Kopenhag’da devam eden Birleşmiş Milletler Küresel
İklim Değişikliği zirvesinde Türkiye istediğini elde etti.
Türkiye, kendi özel şartlarını (gelişmekte olan ülkeler statüsüne
girerek, kendisine finans ve teknoloji transferinin yapılması) zirve
sonunda ortaya çıkacak ‘final dokümanı’ için hazırlanan taslak metne yazdırmayı
başardı. Türkiye adına kapalı görüşmelere katılan Büyükelçi
Mithat Rende, “Konferans Başkanı Connie Hedegaard’la yapılan görüşmede
derdimizi anlattık. Buradan bağlayıcı bir belge de ortaya çıkmayacağına göre,
Türkiye’nin bir rakam telaffuz etmesine gerek yok” dedi.
‘Hopenhagen’ işe yaramadı
Kentin İngilizce adı
‘Copenhagen’, Çevreciler İngilizce’de ‘umut’ anlamanı gelen ‘Hope’

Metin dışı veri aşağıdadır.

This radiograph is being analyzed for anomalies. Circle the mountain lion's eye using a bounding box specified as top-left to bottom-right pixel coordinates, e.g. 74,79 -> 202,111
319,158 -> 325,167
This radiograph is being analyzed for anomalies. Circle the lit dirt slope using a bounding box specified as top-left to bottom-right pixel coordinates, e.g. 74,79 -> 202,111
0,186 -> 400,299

kelimesiyle küçük bir oynama yaparak kentin duvarlarını ‘Hopenhagen’ adıyla
donatmış, isim zirvenin sloganı haline gelmişti. Ancak zirvede sona
yaklaşılırken bu umutlar iyice tükendi. Konferans sonunda
hukuki bağlayıcı bir metin yerine siyasi içerikte bir belge
hazırlanacağına kesin gözüyle bakılıyor. Bu da şöyle yorumlanıyor: ‘Ey
dünyanın 192 ülkesi! Bu metni iyi oku. Tanı. Düşün. Seneye görüştüğümüzde hukuki
bir anlaşma imzalayalım.’ Bir sonraki COP16 - Taraflar Toplantısı -
2010’da Meksika’da yapılacak.
Kopenhag’daki Türk heyeti, iki
haftalık iklim zirvesinde birçok toplantıya katıldı. Kapalı kapılar ardından
azarlıklarda bulundu, derdini anlattı. Ve sonuçta hazırlanan ‘taslak metinde’

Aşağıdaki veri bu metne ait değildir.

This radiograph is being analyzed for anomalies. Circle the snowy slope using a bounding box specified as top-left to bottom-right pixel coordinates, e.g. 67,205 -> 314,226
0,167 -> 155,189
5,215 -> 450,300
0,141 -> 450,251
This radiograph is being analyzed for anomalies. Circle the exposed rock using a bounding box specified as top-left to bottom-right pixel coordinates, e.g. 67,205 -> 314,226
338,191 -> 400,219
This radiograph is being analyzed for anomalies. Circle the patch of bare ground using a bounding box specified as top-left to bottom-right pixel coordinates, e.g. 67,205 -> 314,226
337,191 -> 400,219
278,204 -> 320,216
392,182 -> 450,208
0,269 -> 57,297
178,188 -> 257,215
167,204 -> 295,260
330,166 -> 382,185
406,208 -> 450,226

Türkiye istediği yazdırdı. Eğer umut edilen olur da, yeni bir protokol
taslak metne göre hazırlanırsa, Türkiye istediği özel şartları garanti altına
almış olacak.
Taslak metinde ‘pazar ekonomisine geçiş
sürecindeki ülkelerin özel ulusal şartlarının tanındığı’na dair bir ifade
geçiyor. Türkiye’nin bu özel şartları şöyle: ‘Gelişmekte olan ülkeler sınıfında
yer alarak, sürecin getirilerinden faydalanıp, finansal ve teknoloji desteği
almak, tüm bunları yaparken de herhangi bir taahhüt altına girmemek.’

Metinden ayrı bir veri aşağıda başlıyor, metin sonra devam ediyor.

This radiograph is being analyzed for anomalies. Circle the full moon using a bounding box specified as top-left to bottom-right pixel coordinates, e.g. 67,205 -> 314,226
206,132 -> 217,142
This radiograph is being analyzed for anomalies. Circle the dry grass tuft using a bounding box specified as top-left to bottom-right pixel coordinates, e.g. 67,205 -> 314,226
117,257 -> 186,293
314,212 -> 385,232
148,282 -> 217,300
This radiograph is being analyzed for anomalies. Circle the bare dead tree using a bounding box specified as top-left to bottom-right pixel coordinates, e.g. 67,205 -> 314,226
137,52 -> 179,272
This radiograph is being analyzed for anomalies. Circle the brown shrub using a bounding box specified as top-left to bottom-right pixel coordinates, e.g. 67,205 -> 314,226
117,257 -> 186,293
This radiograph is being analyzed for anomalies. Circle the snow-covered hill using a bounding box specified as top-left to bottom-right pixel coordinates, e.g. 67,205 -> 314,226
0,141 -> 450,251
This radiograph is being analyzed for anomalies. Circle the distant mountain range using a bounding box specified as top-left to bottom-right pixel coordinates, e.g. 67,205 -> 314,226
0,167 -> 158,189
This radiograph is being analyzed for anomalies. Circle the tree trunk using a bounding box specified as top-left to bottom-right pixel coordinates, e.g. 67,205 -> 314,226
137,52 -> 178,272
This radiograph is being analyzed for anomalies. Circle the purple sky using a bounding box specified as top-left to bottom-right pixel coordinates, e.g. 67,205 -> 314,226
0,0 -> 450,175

Türkiye’de çevreciler, Türkiye’nin karbon salımı konusunda mutlaka bir
azaltım yapması gerektiğini söyleyerek ‘İklimle Değişiklik Strateji
Belgesi’ni eleştirmişti. Çevre Bakanı Bakan Veysel
Eroğlu ise hedef indirimi konusunda son sözlerini 17’sinde
söyleyeceklerini bildirmişti.
Rakam söylemeye gerek
yok
Dışişleri Bakanlığı’ndan merkez Büyükelçisi Mithat
Rende, Türkiye’nin zirve sürecini şöyle anlattı: “Ayın 15’inde
zirvede tıkanma yaşandı. Kriz, ABD, Çin ve Hindistan gibi büyük ekonomilerin
ciddi taahhüt altına girmek istememesinden kaynaklandı. Gelişmekte olan
ülkelerse en çok kirletici olan ABD’nin hukuki bağlayıcılığı olan bir taahhüde
girmesini istiyor. Aynı zamanda gelişmekte olan ülkeler, iklim değişikliğinde
tarihi sorumluluğu olan ülkelerin kendilerine para ve teknoloji transferi
yapmalarını istiyor. Çok farklı çıkarlar söz konusu. Tüm bunların bir
konferansta ortak paydada buluşması çok güç.”